## Hands-On Example: Applying What You've Learned

In this notebook, you will apply the concepts covered in the previous sessions, including:

1. Understanding the Huggingface Ecosystem
2. Working with Transformer models
3. Implementing Tokenization and Embeddings
4. Utilizing a pre-trained model for a NLP task

### Objective:

Fine-tune a pre-trained Transformer model (e.g., BERT) on a text classification task (sentiment analysis using the IMDB dataset). During this exercise, you will:
- Load and preprocess the dataset.
- Tokenize the input data.
- Apply a pre-trained model to extract embeddings.
- Fine-tune the model using memory-efficient techniques.

Let's get started!

In [1]:
# Import necessary libraries
from transformers import AutoTokenizer, AutoModelForSequenceClassification, TrainingArguments, Trainer
from datasets import load_dataset
import torch

## Load and Explore the Dataset

We will use the IMDB dataset for binary sentiment classification. The goal is to classify movie reviews as positive or negative.

In [2]:
# Load the IMDB dataset
dataset = load_dataset("/leonardo_scratch/fast/EUHPC_D20_063/huggingface/datasets/stanfordnlp--imdb")

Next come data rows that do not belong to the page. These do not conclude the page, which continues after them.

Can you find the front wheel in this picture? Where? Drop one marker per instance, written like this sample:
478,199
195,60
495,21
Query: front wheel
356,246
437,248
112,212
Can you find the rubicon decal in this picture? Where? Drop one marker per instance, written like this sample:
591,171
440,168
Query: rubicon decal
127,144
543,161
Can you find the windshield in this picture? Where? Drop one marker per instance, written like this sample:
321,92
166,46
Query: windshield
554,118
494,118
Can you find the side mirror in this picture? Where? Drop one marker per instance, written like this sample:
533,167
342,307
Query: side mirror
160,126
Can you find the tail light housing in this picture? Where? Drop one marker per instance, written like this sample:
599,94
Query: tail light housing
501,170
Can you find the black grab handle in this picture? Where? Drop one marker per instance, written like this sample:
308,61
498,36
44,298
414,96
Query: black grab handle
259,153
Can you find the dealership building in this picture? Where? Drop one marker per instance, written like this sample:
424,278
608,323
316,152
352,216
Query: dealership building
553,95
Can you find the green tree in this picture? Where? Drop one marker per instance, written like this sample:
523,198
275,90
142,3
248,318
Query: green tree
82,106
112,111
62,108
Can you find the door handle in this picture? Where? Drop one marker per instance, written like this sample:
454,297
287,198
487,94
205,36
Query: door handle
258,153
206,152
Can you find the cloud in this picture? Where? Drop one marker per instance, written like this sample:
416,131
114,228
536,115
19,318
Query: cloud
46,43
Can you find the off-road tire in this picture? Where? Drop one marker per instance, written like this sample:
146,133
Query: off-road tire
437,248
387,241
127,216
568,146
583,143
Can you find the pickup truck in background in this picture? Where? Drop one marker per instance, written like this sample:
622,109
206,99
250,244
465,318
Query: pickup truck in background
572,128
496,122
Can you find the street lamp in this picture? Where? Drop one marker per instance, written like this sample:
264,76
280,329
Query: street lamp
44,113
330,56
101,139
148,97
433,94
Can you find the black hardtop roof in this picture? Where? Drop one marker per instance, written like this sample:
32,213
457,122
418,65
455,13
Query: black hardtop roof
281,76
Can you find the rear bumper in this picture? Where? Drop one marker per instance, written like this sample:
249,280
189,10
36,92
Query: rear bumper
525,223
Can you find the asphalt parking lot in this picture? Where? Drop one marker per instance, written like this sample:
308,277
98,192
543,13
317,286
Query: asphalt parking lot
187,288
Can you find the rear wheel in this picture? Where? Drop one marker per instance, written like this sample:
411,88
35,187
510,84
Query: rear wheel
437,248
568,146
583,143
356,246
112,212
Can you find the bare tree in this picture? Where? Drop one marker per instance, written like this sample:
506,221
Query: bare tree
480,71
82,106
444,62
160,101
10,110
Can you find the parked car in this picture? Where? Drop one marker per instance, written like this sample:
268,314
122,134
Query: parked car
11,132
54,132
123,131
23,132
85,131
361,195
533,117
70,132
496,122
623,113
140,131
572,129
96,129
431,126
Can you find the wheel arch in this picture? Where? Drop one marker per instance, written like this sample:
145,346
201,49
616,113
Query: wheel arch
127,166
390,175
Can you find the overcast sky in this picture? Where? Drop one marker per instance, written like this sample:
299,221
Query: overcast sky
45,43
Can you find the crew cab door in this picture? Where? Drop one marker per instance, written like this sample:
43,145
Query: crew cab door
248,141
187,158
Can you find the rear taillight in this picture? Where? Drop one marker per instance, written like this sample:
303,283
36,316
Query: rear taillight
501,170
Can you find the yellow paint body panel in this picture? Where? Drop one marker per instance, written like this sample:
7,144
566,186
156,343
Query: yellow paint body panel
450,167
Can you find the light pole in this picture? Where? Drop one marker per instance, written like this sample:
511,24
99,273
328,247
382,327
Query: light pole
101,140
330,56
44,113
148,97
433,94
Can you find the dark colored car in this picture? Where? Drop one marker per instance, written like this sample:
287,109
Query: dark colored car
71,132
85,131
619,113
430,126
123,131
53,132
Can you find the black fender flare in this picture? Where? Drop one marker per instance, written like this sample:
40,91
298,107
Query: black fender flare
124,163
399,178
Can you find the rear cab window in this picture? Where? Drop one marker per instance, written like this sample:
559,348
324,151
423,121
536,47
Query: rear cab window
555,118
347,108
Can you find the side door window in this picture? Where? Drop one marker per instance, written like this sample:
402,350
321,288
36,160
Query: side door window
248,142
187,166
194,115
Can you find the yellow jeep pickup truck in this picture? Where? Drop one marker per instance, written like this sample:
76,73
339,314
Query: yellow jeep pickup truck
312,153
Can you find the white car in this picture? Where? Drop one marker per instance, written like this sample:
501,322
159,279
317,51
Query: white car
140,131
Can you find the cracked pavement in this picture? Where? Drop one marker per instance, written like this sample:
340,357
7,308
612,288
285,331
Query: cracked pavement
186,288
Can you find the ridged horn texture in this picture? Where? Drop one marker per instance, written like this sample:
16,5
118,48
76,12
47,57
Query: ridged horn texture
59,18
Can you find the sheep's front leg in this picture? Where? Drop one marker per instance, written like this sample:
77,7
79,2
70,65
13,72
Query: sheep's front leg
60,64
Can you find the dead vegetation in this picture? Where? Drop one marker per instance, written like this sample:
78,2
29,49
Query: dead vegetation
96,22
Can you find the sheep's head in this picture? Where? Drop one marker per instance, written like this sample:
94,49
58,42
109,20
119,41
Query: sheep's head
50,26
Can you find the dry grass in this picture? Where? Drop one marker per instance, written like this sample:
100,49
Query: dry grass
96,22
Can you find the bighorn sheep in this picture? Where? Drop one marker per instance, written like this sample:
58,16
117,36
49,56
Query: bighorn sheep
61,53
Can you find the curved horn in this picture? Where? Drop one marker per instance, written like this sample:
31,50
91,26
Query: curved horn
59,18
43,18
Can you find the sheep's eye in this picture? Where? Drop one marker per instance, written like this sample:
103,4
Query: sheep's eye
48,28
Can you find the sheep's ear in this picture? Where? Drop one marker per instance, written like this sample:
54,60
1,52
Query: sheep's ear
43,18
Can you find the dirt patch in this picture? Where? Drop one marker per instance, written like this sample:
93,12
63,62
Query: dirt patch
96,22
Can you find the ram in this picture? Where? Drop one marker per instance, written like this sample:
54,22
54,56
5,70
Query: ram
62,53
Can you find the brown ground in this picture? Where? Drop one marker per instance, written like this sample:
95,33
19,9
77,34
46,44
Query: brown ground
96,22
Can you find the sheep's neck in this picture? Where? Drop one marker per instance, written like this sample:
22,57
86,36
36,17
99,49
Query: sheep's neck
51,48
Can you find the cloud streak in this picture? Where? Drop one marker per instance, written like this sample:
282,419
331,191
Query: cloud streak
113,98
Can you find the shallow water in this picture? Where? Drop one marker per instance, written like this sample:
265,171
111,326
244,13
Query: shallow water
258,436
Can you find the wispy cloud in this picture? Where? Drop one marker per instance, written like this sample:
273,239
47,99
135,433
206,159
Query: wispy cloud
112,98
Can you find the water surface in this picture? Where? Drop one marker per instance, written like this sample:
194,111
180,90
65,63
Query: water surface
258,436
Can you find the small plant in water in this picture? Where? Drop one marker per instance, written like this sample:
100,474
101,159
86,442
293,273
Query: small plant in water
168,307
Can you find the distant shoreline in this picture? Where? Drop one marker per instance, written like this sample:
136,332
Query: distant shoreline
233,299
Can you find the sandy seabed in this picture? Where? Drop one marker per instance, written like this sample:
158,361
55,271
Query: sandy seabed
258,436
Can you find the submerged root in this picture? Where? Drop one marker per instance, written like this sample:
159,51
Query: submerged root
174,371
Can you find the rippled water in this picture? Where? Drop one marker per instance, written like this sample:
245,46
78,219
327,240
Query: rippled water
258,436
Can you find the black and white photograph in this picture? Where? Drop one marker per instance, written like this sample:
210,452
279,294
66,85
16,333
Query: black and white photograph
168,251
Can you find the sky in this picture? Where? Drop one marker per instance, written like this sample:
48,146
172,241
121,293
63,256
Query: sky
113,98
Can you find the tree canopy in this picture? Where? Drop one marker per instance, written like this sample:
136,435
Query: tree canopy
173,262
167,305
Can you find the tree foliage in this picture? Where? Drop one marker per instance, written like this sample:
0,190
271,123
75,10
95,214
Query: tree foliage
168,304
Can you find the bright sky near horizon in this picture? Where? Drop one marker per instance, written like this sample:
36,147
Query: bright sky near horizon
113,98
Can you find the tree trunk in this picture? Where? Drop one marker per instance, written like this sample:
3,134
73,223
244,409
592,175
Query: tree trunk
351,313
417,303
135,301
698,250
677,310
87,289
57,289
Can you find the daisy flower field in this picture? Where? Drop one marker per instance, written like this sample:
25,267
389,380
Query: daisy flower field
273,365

# Display a sample from the dataset
print("Sample from the IMDB dataset:", dataset['train'][0])

Sample from the IMDB dataset: {'text': 'I rented I AM CURIOUS-YELLOW from my video store because of all the controversy that surrounded it when it was first released in 1967. I also heard that at first it was seized by U.S. customs if it ever tried to enter this country, therefore being a fan of films considered "controversial" I really had to see this for myself.<br /><br />The plot is centered around a young Swedish drama student named Lena who wants to learn everything she can about life. In particular she wants to focus her attentions to making some sort of documentary on what the average Swede thought about certain political issues such as the Vietnam War and race issues in the United States. In between asking politicians and ordinary denizens of Stockholm about their opinions on politics, she has sex with her drama teacher, classmates, and married men.<br /><br />What kills me about I AM CURIOUS-YELLOW is that 40 years ago, this was considered pornographic. Really, the sex and nu

## Tokenize the Data

Use a pre-trained tokenizer to convert the text data into token IDs that the model can understand. We will use the BERT tokenizer for this exercise.

In [3]:
# Load a pre-trained tokenizer
tokenizer = AutoTokenizer.from_pretrained("/leonardo_scratch/fast/EUHPC_D20_063/huggingface/models/google--bert-base-uncased")

# Define a function to tokenize the dataset
def tokenize_function(examples):
    return tokenizer(examples["text"], padding="max_length", truncation=True, max_length=128)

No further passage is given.